Convocados pelos movimentos sociais e sindicatos brasileiros para protestarem contra a insistência do Presidente em não renunciar ao cargo e contra as reformas da Previdência social, milhares de manifestantes – as autoridades falam em 35 mil, mas a organização aponta para mais de 100 mil participantes – viram-se num verdadeiro palco de guerra, em Brasília, na tarde de quarta-feira.

Na Esplanada dos Ministérios os protestos transformaram-se em confrontos violentos, que levaram a uma situação de caos total. Impedidos pela polícia de acederem ao Congresso, os manifestantes atearam fogo a casas de banho públicas e a paragens de autocarro, atiraram garrafas e pedras contra os agentes, e conseguiram invadir as zonas de acesso aos edifícios de seis Ministérios, obrigando à sua evacuação.

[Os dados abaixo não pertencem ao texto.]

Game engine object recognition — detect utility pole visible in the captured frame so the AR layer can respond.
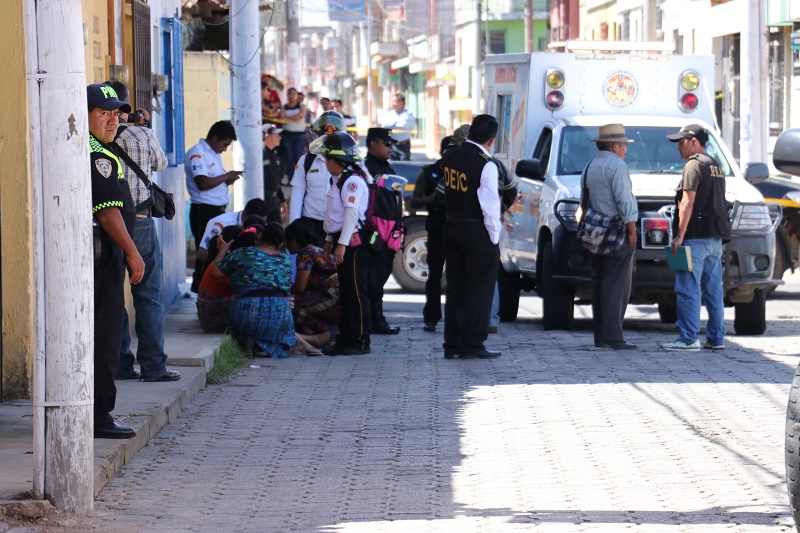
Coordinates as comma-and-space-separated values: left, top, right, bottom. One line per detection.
366, 1, 374, 125
473, 0, 483, 115
642, 0, 656, 41
24, 0, 94, 513
740, 0, 768, 165
286, 0, 300, 89
524, 0, 533, 53
230, 0, 264, 207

No Ministério da Cultura foram roubados e danificados computadores e documentos oficiais e no da Agricultura deflagrou um incêndio de grandes proporções. A estes atos de vandalismo a polícia respondeu com gás lacrimogéneo, gás de pimenta e tiros de bala de borracha. Segundo o jornal O Globo, foram também disparadas armas de fogo.

Temendo que o descontrolo fosse ainda maior e que outras cidades brasileiras tomassem o mesmo rumo que Brasília, Temer e o Governo adotaram medidas drásticas, aprovando um decreto inédito de autorização ao destacamento das Forças Armadas, com o intuito de conter a violência na capital. Os desentendimentos entre o Ministro da Defesa e o Presidente da Câmara dos Deputados sobre a origem do pedido de ajuda ao exército, e as críticas, dentro e fora do Executivo, à solução encontrada para manter a ordem, puseram a nu as fragilidades da liderança de Temer que, menos de 24 horas depois de ordenar a presença de 1500 soldados nas ruas de Brasília, recuou e anulou o decreto.

Para a história ficam quatro longas horas de violência, 49 feridos, oito detenções, incontáveis estragos materiais e, enquanto tem fôlego, um Presidente que se agarra como pode à cadeira do poder.